2. Private Forks of Public Modules

Ability to publish private versions of public modules. Recently we wanted a unique fix to forever-agent[1] which request depends upon. You could achieve this via npm_shrinkwrap (I believe), but that would need to be done on a per-project basis, whereas being able to publish a private forked version, while still consuming the public request module is a little more elegant because now everyone at your company who depends upon request, doesn't need to remember to include an npm_shrinkwrap.

I hadn't thought of these two and now I can see the advantages.

Thanks for the thorough response!

Cheers,

Santi

[pablo borrazas]

Hi there,

We have tried to install an npm local registry to improve our development workflow taking advantage of this, but we had some issues.

First, we have found that our linux  CentOS 5 server installation was not properly because it needs a lot of software updates, and we have to use at least CentOs 6.

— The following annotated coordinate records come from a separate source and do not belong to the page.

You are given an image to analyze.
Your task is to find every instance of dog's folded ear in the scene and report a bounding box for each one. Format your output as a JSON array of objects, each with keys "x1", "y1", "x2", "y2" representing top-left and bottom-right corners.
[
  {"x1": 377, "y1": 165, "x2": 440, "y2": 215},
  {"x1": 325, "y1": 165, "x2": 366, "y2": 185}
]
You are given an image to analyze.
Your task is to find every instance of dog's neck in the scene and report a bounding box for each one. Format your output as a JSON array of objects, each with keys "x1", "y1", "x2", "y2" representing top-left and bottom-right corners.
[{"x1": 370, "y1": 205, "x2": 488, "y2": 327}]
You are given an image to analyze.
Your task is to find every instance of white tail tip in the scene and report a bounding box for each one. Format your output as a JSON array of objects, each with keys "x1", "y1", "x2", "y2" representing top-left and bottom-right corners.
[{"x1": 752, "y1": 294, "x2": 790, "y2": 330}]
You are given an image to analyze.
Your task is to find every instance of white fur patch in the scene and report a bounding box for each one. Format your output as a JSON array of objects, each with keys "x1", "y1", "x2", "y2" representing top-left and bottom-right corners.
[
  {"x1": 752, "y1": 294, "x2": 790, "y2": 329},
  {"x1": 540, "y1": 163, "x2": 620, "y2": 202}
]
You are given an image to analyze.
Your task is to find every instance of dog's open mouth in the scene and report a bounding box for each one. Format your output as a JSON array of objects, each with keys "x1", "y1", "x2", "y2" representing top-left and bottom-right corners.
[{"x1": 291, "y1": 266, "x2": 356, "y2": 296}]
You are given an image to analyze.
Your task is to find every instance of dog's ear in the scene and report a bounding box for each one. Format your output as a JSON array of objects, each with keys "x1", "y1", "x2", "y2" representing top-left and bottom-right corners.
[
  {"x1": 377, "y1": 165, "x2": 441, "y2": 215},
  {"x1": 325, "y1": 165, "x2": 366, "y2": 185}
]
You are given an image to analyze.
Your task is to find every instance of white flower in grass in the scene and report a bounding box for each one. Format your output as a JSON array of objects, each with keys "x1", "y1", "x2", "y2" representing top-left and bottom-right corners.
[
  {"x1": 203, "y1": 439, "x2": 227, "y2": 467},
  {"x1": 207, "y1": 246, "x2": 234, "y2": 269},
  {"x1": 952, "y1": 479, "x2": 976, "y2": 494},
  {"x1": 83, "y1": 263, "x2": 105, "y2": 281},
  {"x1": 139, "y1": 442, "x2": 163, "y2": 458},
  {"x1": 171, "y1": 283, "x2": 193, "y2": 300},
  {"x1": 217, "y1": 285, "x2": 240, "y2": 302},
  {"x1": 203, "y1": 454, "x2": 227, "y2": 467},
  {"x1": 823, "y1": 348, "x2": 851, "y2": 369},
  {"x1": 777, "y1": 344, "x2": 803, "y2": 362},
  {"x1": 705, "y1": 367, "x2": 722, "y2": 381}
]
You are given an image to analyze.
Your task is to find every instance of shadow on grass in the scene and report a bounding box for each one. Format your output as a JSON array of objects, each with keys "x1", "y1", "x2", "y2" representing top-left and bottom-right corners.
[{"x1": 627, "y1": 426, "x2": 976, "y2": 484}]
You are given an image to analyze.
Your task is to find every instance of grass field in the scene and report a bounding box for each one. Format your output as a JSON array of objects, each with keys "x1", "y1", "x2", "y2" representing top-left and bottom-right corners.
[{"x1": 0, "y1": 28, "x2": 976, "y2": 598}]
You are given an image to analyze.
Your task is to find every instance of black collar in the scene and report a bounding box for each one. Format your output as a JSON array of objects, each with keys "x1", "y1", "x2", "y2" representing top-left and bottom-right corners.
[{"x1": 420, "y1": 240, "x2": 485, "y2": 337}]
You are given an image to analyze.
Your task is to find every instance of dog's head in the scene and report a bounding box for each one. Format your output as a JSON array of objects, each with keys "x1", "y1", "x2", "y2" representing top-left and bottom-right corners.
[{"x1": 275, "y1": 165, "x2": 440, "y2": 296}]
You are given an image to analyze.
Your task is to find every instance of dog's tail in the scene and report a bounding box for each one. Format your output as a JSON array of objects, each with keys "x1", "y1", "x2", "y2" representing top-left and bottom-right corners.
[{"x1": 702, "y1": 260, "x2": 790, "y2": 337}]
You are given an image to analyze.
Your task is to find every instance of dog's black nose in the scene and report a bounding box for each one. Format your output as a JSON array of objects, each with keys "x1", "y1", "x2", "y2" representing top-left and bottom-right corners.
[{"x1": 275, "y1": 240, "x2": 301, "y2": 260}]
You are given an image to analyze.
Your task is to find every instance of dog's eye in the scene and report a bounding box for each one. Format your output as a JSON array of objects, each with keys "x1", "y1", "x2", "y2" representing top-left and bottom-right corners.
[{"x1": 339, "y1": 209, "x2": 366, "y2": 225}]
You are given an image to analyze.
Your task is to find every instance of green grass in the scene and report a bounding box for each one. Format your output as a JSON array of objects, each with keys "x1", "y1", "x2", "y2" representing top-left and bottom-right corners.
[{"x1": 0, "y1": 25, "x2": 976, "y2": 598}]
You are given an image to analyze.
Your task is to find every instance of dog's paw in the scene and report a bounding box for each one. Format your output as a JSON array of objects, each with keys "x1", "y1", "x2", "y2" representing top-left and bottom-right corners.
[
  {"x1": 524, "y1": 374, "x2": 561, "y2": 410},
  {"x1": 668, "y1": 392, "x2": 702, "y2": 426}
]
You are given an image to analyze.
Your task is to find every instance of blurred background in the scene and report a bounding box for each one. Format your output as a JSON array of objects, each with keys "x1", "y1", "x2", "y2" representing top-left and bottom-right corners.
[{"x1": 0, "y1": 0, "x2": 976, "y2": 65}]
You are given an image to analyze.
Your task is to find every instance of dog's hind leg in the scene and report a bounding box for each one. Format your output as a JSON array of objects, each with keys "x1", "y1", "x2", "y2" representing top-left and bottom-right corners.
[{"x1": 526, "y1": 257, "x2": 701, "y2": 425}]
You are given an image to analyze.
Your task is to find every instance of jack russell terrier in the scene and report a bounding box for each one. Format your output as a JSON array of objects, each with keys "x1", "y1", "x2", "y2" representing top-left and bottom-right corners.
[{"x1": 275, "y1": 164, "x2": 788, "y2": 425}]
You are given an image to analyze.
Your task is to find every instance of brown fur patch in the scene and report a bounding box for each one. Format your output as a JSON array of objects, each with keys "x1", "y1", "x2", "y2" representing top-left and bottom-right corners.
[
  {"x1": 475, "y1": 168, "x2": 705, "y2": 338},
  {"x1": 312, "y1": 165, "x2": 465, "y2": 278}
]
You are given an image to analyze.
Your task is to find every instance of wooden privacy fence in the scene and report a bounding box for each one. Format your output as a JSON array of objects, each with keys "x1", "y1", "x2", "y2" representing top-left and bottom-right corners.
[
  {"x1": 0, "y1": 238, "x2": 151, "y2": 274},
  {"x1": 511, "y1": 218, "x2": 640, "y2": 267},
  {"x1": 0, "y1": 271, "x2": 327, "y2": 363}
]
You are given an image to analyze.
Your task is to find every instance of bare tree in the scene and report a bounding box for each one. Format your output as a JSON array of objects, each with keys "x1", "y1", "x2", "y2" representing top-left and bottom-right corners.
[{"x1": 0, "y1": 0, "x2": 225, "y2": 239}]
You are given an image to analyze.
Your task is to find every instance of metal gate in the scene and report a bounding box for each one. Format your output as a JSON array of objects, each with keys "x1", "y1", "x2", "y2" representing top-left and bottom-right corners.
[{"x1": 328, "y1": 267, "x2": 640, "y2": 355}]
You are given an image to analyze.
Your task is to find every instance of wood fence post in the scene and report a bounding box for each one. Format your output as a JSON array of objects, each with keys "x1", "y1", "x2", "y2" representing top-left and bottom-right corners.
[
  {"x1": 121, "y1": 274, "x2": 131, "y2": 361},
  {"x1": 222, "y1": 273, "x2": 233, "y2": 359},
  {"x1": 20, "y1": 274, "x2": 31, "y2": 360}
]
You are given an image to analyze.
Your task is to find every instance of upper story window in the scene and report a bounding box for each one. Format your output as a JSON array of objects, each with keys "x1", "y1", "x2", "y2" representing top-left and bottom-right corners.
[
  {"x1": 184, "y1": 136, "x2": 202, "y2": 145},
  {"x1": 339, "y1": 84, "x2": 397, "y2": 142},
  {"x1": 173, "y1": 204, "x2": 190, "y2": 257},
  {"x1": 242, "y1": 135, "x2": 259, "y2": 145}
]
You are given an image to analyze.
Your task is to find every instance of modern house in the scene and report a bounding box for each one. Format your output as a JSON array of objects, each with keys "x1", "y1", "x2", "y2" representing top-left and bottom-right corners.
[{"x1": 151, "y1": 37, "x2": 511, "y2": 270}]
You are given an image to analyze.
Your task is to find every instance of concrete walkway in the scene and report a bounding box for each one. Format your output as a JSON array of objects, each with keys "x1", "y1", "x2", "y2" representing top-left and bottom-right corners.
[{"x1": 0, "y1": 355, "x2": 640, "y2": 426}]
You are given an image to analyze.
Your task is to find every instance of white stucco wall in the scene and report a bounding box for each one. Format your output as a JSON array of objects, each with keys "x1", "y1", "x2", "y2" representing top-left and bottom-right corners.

We still are looking for a good solution to easely switch to our private repos or global ones in order to install & publish the modules.

Please, let us now of any update to this issue.   

--

[George Stagas]

Anyone reading this thread may also want to try
https://github.com/stagas/npm-server

It's a much more minimalistic approach, its only function is to be
able to install packages from a local dir. It will use the real npm
registry to fetch foreign packages and run all other commands (publish
etc). It's more of a development tool than an actual registry but it
may be handy to some.

2013/8/2 pablo borrazas <pablo.b...@gmail.com>:

[Alex Kocharin]

Hi Osher,

I'm trying to implement such server in this project: https://github.com/rlidwka/sinopia

It's very much unstable right now, but seem to work good enough for us so far.

But a basic idea seem to be a right one: we proxy all package requests that haven't been found locally to a npm repository this way avoiding replication.